Throughput Machine Learning with Heterogeneous resources (NAIRR240335)
Abstract
Advancing domain science through machine learning requires an ensemble of models, not a single model. To understand how ML can be used for a scientific problem and rigorously test the sensitivity of results, researchers must iterate through multiple model designs. This creates a throughput problem, as the more models that can be trained, the better the AI-enabled science. However, running large-scale ML training and evaluation workloads on distributed, heterogeneous infrastructure like the Open Science Pool (OSPool) raises open questions. How does training across different hardware (e.g., A100 to V100 to H100) affect final model performance?
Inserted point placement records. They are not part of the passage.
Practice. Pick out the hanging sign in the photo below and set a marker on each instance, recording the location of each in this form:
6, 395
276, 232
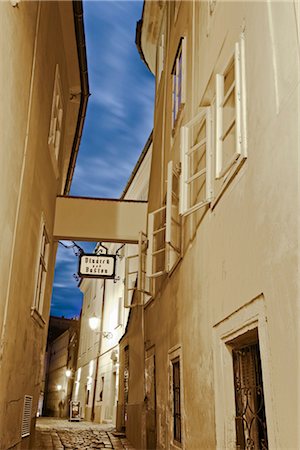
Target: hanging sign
97, 266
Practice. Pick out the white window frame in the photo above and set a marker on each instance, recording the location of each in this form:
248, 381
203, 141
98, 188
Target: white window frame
179, 84
187, 149
56, 120
251, 316
173, 251
152, 253
226, 168
41, 269
160, 57
141, 282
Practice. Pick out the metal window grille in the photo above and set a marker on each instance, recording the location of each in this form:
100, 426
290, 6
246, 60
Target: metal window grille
196, 155
230, 113
176, 401
26, 418
56, 116
250, 420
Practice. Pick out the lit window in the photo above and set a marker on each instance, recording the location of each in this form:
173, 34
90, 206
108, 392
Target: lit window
178, 81
55, 131
42, 271
230, 114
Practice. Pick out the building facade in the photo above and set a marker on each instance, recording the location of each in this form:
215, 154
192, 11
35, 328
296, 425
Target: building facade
61, 359
97, 375
44, 91
211, 359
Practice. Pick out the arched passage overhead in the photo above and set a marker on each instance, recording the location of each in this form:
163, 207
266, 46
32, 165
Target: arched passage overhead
98, 219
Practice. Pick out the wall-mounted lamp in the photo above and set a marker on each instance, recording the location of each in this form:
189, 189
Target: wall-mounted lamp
94, 323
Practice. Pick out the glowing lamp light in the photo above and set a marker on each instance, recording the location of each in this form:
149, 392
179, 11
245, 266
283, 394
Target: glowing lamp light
94, 322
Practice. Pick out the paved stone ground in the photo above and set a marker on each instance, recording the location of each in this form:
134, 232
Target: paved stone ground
60, 434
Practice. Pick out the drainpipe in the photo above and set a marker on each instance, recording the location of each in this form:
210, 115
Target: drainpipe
98, 354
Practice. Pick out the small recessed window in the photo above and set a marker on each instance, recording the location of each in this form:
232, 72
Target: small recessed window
42, 271
250, 418
176, 400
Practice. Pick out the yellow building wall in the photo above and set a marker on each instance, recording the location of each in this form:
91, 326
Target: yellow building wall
245, 246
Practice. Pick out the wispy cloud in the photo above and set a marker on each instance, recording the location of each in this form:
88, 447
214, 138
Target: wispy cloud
118, 123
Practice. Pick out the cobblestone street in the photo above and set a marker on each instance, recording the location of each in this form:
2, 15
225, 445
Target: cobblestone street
60, 434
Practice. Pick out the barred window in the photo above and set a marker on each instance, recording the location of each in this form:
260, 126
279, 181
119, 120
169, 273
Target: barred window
176, 401
42, 271
250, 419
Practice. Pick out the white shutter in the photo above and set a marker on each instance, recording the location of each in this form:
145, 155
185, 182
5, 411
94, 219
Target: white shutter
184, 70
196, 154
238, 120
173, 220
131, 273
26, 418
156, 243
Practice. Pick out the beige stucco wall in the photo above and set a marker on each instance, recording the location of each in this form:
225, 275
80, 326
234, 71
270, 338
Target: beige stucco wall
31, 46
244, 247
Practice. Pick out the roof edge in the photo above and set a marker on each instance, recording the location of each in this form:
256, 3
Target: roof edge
85, 93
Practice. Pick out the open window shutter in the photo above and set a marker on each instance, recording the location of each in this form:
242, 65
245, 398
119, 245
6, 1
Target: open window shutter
219, 123
131, 272
144, 283
156, 243
224, 129
26, 418
237, 75
135, 275
184, 70
196, 155
173, 220
184, 170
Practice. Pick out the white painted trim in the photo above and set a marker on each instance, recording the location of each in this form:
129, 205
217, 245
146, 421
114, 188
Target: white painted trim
249, 317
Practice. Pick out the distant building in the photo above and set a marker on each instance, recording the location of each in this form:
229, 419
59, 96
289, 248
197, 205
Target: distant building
61, 359
44, 92
211, 360
97, 375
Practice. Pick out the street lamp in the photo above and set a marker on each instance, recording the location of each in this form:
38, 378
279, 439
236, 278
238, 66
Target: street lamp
94, 323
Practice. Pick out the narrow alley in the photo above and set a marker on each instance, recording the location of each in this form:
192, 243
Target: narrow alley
60, 434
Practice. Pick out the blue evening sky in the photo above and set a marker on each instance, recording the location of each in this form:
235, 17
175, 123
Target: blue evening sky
118, 123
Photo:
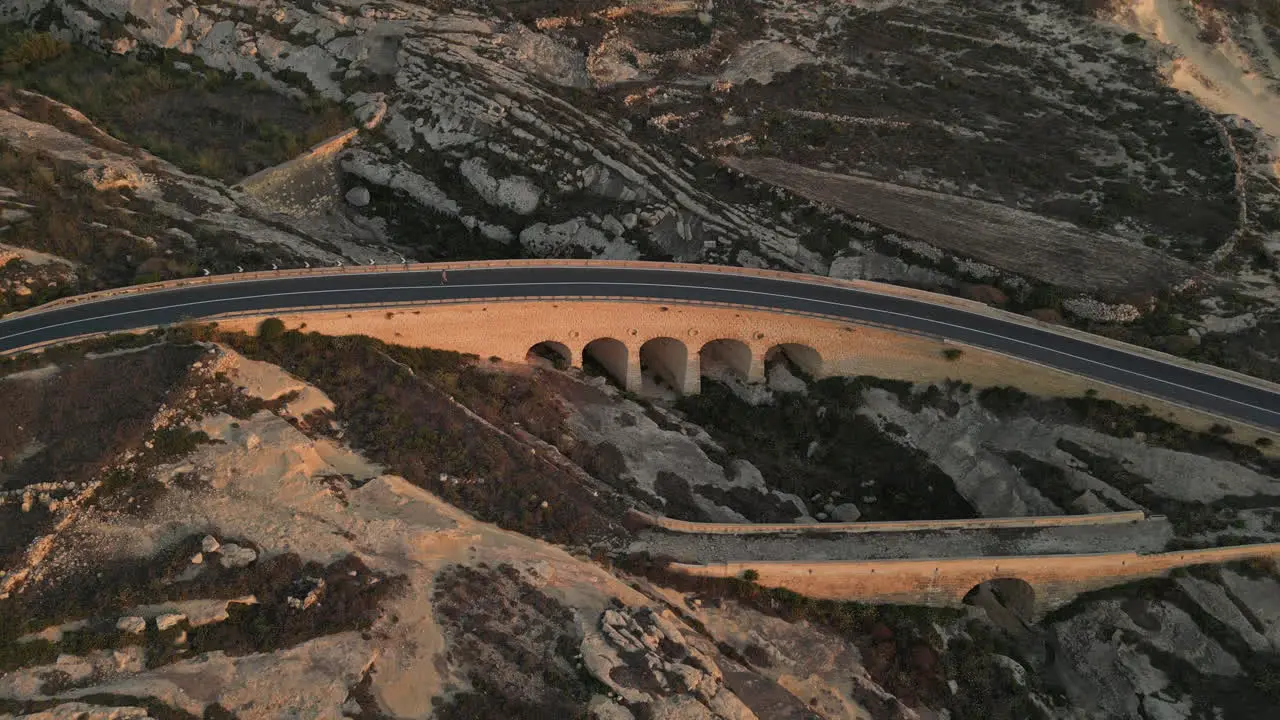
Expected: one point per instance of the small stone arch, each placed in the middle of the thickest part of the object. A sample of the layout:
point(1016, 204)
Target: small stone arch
point(1014, 595)
point(554, 352)
point(803, 356)
point(726, 352)
point(609, 355)
point(667, 359)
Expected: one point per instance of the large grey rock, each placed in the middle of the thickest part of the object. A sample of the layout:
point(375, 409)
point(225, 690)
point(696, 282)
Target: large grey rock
point(359, 196)
point(549, 59)
point(763, 60)
point(237, 556)
point(513, 192)
point(132, 624)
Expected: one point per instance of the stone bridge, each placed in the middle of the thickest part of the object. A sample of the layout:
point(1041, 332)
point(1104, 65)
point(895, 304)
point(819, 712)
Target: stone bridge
point(634, 342)
point(1031, 586)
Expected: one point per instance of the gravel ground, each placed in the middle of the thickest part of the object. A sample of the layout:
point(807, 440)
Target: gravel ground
point(1147, 536)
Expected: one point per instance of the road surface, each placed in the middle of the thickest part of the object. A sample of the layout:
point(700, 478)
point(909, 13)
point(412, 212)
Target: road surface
point(1147, 374)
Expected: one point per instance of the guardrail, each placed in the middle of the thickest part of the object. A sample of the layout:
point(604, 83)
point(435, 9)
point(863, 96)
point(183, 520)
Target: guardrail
point(891, 525)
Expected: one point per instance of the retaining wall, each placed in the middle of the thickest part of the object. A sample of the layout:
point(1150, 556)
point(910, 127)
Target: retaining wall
point(888, 527)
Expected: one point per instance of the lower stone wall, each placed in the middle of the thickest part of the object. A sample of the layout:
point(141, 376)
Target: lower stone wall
point(890, 525)
point(945, 583)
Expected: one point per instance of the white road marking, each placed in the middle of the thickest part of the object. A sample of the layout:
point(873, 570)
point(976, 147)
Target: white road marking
point(941, 323)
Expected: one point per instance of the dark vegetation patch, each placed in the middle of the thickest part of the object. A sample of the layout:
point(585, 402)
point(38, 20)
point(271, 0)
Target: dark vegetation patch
point(853, 454)
point(396, 406)
point(429, 235)
point(69, 427)
point(348, 593)
point(350, 598)
point(1121, 420)
point(204, 121)
point(900, 645)
point(516, 645)
point(101, 229)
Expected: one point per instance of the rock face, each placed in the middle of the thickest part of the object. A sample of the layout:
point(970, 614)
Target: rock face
point(237, 556)
point(357, 196)
point(762, 62)
point(643, 656)
point(462, 95)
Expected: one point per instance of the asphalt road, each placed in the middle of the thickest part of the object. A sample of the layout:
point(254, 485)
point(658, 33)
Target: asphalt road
point(1240, 401)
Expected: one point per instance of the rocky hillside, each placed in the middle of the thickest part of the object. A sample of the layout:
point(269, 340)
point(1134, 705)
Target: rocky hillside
point(192, 532)
point(1102, 163)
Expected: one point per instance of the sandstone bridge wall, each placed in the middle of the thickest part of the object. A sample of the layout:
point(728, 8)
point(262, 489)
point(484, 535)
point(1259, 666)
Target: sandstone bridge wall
point(1056, 579)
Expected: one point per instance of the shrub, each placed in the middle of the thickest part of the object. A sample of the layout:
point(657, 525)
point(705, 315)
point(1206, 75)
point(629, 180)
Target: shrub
point(270, 329)
point(35, 48)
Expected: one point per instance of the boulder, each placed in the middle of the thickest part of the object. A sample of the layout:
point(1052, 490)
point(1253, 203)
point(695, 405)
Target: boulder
point(237, 556)
point(549, 59)
point(763, 62)
point(359, 196)
point(169, 620)
point(132, 624)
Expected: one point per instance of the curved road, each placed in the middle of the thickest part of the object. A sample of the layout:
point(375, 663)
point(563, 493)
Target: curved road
point(1178, 383)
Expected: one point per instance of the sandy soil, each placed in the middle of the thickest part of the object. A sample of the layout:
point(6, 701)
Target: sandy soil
point(280, 490)
point(9, 253)
point(1225, 78)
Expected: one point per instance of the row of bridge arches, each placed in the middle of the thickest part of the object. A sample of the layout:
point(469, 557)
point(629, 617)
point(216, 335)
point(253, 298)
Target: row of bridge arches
point(672, 363)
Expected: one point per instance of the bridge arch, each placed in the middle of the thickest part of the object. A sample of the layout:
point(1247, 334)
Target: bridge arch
point(726, 352)
point(1014, 595)
point(667, 360)
point(611, 355)
point(556, 352)
point(803, 356)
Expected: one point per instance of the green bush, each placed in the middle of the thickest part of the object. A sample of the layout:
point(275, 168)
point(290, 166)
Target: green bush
point(33, 49)
point(270, 329)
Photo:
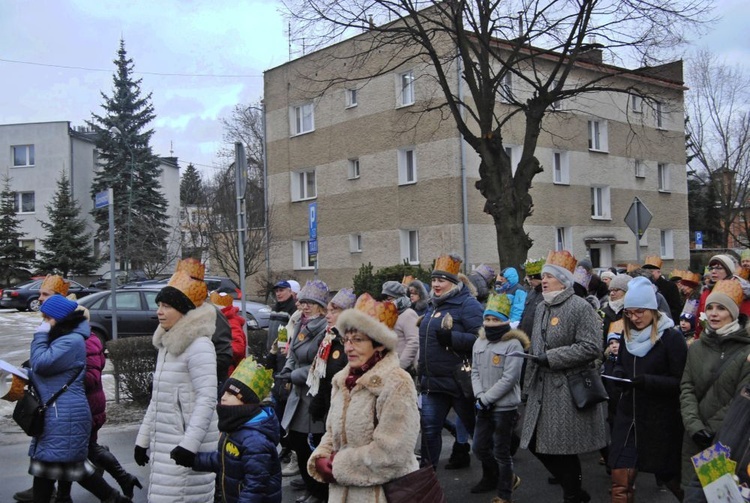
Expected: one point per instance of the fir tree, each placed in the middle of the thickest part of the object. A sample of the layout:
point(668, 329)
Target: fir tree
point(67, 247)
point(130, 168)
point(14, 258)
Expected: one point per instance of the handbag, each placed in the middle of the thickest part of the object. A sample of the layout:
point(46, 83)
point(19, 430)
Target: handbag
point(586, 388)
point(29, 412)
point(421, 486)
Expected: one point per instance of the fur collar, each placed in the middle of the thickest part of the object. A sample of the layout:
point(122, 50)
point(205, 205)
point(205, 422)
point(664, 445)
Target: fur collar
point(198, 322)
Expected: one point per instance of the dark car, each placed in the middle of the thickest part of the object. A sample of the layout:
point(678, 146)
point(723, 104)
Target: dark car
point(25, 297)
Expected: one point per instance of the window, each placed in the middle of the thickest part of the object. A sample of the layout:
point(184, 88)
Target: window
point(560, 169)
point(23, 202)
point(410, 246)
point(563, 238)
point(355, 243)
point(301, 255)
point(23, 155)
point(303, 185)
point(303, 119)
point(407, 166)
point(406, 89)
point(353, 169)
point(598, 135)
point(600, 202)
point(667, 244)
point(665, 182)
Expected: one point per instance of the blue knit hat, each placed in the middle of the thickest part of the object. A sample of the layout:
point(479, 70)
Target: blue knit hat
point(58, 307)
point(640, 294)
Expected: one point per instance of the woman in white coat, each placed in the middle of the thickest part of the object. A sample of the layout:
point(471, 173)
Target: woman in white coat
point(181, 418)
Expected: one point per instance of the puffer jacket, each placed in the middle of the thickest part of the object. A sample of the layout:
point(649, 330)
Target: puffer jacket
point(495, 377)
point(182, 411)
point(58, 355)
point(247, 462)
point(436, 363)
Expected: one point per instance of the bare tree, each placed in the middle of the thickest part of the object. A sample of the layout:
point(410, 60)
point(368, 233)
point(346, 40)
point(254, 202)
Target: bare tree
point(542, 45)
point(719, 142)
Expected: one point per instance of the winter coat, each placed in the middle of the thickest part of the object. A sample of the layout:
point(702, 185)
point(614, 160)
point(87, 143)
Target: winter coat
point(495, 377)
point(654, 410)
point(436, 363)
point(247, 461)
point(572, 330)
point(372, 429)
point(302, 350)
point(58, 355)
point(182, 411)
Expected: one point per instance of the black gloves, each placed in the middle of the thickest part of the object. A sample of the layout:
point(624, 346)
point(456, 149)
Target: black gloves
point(703, 439)
point(182, 456)
point(444, 337)
point(140, 456)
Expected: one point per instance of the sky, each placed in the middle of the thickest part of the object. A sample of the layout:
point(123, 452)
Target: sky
point(198, 58)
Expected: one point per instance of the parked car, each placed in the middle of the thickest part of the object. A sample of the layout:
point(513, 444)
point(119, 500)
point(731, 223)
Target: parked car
point(25, 297)
point(136, 312)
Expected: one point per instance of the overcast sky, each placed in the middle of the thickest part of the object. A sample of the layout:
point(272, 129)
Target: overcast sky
point(232, 42)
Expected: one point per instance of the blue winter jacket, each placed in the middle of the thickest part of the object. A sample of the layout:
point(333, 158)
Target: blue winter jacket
point(436, 363)
point(247, 461)
point(67, 423)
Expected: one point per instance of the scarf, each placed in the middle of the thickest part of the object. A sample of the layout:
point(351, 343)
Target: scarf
point(640, 340)
point(355, 374)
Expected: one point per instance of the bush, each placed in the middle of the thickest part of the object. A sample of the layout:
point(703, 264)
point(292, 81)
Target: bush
point(134, 361)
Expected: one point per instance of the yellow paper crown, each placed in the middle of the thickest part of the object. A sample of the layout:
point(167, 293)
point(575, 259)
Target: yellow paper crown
point(55, 283)
point(562, 258)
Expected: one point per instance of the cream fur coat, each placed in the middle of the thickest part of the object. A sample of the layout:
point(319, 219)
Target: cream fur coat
point(373, 430)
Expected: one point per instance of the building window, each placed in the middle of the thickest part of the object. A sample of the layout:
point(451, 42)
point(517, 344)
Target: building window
point(355, 243)
point(23, 202)
point(303, 119)
point(563, 238)
point(23, 155)
point(665, 182)
point(667, 244)
point(303, 185)
point(560, 170)
point(407, 166)
point(600, 202)
point(406, 89)
point(302, 257)
point(410, 246)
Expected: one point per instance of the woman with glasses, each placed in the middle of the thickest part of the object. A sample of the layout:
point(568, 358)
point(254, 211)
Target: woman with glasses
point(373, 421)
point(647, 431)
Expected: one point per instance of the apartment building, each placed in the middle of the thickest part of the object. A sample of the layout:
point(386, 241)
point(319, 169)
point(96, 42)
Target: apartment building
point(391, 184)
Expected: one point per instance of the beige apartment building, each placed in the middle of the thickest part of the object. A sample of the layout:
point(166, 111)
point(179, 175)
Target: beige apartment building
point(392, 183)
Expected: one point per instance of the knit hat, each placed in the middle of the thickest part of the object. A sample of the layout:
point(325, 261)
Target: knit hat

What tools and automation can minimize the friction of managing large ML training ensembles? And how can the training process cooperate with workload managers like HTCondor to improve responsiveness and fairness in multi-tenant cyberinfrastructure? To address these challenges, the Partnership to Advance Throughput Computing (PATh) is launching a new collaboration to profile the effects of throughput training and inference on distributed, heterogeneous capacity. Using protein AI as an exemplar scientific domain, the project will characterize the impact of training ensembles across heterogeneous resources, improve capabilities and services to reduce barriers for new ML researchers, and demonstrate running single workloads effectively across NAIRR pilot resources.